What strange times these are. I saw a story this morning in the UK's Daily Express about the meltdown in private pensions in the UK. You can see that
. There's not much to say about this really, regulations (from the government) force pension funds to hold long dated bonds, the yield on those bonds has been pushed down to less than inflation (by the government), and UK pensioners are forced to buy annuities at retirement (by the government).
A 65 year old man retiring at the moment.in the UK can use a £100,000 pension fund to buy an annuity yielding £5,743 per year. As the life expectancy for that man is 78 at the moment, the company selling him the annuity can expect to pay him about £75,000 on average before his death, at which point they will keep the change, as well as any return they have made from the £100,000 in the interim. If you're wondering how that's possible, you should remember that the competition authorities in the UK are notoriously deaf, dumb and blind. They famously concluded a study in the 1990s looking into why compact discs cost 25% or more in the UK than elsewhere by saying that UK consumers were happy to pay more, and the cartel of car dealers and manufacturers in the UK kept prices so high for so long that car manufacturers used to refer to the UK as 'Treasure Island'. That scam only ended because UK car buyers starting buying in large numbers from Europe through the internet.
So in the UK private pensioners get screwed by the government first, and then by a cartel of annuity sellers afterwards, but private pension systems are collapsing worldwide under pressure from governments to hold bonds with yields that don't even keep up with inflation. The pension problem is just the tip of the iceberg as these policies attack savings worldwide, discouraging people from saving and eroding the value of what has been saved in the past. Who benefits? Governments primarily, as they can borrow more for less, and the financial sector, which gets to borrow for almost nothing, and gouge their customers for what they do provide to them with government approval.

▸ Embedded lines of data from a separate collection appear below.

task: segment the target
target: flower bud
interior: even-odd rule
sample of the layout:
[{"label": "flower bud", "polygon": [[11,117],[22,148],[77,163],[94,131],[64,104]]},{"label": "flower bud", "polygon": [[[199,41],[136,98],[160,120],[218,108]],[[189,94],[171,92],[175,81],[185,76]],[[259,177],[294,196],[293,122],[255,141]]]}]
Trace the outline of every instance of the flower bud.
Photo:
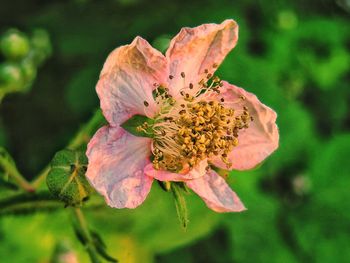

I don't have a chart for this today so I thought I'd show a copy of the wonderful 'Massacre of the Innocents' by Rubens instead. This links to a high res copy if you want to save one:
Obviously we saw some retracement yesterday but we didn't hit my upside targets for ES, SPX and NDX. I don't think we've topped out yet but the key levels to watch on SPX are 1357 (April low) to 1360 (100 DMA), and if we see a break below 1350 then main support
is in the 1335 area, where we have the IHS neckline, the wave A or 1 high, the middle bollinger band on the daily chart, and the 50 DMA (1340 today). A break below 1335 would look VERY bearish
but until we see that I'm still expecting that equities will go higher to a target most likely in the 1390-1420 area:
I'm expecting the 1357-60 SPX support area to (roughly) hold, possibly with an overshoot that should stay above 1350. I've updated my SPX 60min chart to show the rising wedge options on the basis that we hit the upper trendline before we hit the lower one:
On NDX we still haven't seen a hit of obvious resistance
, though the negative divergence on the 60min RSI is worth noting:
TLT is still trading in the 124 to 127.40 range. This looks increasingly bullish for bonds to my eye and therefore bearish for equities. At the least this is a non-confirmation of the move up in equities from the June low which will continue as long as TLT holds 124 support:
I thought I'd post the silver chart today as it is looking interesting. Silver tested rising support from the 2008 low last week and that was obviously the highest probability level to see a major reversal if silver isn't going to continue lower. The bounce from there has been strong so far, the smaller declining channel from the 2012 high looks as though it might be breaking up, and silver is testing the 50 DMA, which is a significant bull/bear level on silver. A promising start, though silver will need to break over the 50 DMA with confidence and then the 200 DMA and main declining channel resistance to establish a new bull trend:
Only five charts today, and I'll be cutting back to four or five charts a day for the next two weeks while I'm on holiday. I haven't yet tested the quality of the internet access where I'm going on holiday, but I'll know how that looks on Monday. For today I'm looking for a bit more downside to complete the retracement that started yesterday before the next move up to what may well be a significant high. The jobs number today may be a significant market mover.